Original poster: Jim Lux <jimlux@xxxxxxxxxxxxx>

At 10:29 AM 3/3/2005, you wrote:
Original poster: NuclearFirestorm@xxxxxxx
The cap I'm charging is a 225 uF 15kV cap. It will have a 5 MOhm energy dissipation resistor, 500W 5 kOhm current limiting resistor, and a string of balanced diodes to perform half-wave rectification. The input power will come from a 110 input 0 to 130 Volt out variable transformer. The variable transformer is to be raised at a certain rate to keep the power from being initially too high. The circuit has been designed and simulated in pSpice. I believe the charge time was 20 or 30 seconds, I forgot the exact number. The only missing part was a transformer.


Thanks.

Hmmm..
25 kJ in about 20 seconds. That's 1 kW. Your current limiting resistor's gonna get pretty hot. Basic rule of thumb when charging a capacitor from a "stiff" voltage source (i.e. constant voltage) through a resistor is that the same energy as stored in the capacitor will be dissipated in the resistor. (You can fairly easily calculate it by integrating the instantaneous power in the resistor)

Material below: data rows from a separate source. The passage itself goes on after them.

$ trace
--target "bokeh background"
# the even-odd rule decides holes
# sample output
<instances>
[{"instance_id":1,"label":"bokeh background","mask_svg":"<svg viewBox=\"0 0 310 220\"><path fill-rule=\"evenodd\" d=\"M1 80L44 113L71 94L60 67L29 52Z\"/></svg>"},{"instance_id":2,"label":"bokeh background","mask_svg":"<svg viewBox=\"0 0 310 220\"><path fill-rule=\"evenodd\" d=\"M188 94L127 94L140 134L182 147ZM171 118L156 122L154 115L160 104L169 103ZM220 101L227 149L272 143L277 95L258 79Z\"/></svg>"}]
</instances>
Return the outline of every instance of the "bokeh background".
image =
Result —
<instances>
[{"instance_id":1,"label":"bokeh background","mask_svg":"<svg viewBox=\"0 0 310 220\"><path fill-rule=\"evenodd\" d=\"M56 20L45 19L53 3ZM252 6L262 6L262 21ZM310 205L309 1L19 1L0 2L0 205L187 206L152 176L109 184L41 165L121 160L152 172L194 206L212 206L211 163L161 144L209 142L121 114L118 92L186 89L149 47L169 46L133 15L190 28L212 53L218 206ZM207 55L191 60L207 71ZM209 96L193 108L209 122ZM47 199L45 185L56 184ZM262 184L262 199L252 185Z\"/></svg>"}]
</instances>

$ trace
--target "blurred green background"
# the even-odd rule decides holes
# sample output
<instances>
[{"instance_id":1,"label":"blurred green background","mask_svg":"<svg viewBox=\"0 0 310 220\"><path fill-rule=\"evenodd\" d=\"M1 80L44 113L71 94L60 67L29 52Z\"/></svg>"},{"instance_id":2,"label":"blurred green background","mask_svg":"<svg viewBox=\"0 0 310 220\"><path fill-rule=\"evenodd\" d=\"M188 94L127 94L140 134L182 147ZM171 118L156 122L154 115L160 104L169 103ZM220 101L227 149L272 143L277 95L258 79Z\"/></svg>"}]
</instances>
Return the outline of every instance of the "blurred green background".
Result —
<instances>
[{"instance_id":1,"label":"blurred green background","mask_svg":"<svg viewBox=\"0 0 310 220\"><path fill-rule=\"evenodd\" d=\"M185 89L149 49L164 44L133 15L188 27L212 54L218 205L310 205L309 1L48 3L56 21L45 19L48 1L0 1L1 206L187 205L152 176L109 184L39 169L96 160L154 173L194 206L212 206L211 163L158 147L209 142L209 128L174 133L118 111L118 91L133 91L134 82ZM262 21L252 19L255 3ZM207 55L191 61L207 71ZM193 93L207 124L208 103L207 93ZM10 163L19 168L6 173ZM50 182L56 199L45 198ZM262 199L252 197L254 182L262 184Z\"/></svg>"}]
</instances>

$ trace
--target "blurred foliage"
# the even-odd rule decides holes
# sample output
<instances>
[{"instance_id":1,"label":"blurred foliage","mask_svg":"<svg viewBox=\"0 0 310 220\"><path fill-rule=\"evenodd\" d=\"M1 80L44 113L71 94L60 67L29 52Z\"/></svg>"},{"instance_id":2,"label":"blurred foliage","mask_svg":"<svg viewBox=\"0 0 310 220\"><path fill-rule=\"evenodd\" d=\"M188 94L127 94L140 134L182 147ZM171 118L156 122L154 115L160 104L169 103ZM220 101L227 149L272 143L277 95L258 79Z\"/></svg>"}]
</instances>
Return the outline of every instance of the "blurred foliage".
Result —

The 5 Meg energy dissipation resistor is for what? Bleeder? You know that it will be dissipating 45 Watts (with 15kV across it). One RC timeconstant is 1125 seconds (about half an hour...). Your capacitor is probably not designed to have that much energy stored in it for that long a time (unless it's a huge DC filter capacitor.. but that's a huge stored energy for a filter).


A few suggestions.

Get a high power resistor of a few hundred ohms to put in series between the charging rectifier and the capacitor. That way, if you inadvertently have a flashover, the reverse current won't destroy your rectifier. Choose the resistor properly so that it can absorb twice the energy stored in the capacitor. If you hook up the circuit like this:


transformer
rectifier
shorting switch (across the output of the rectifier... it would put r and C in series)
series resistor
capacitor
load


If you close the shorting switch, you'll discharge the capacitor into the resistor.

Choose a value so that the current is no more than the tens of amps region. 500 ohms is 30 amps, and will have a time constant of about .11 seconds.. it will discharge to a safe voltage (<50V) in about a second. That series resistor will also help limit the charging current (unless you've got something else)


For charging capacitors, some sort of voltage multiplier is really nice. First, you don't need a big giant transformer. Second, it produces a gradually rising output voltage as the current decreases, so the loss in your charging resistor is less.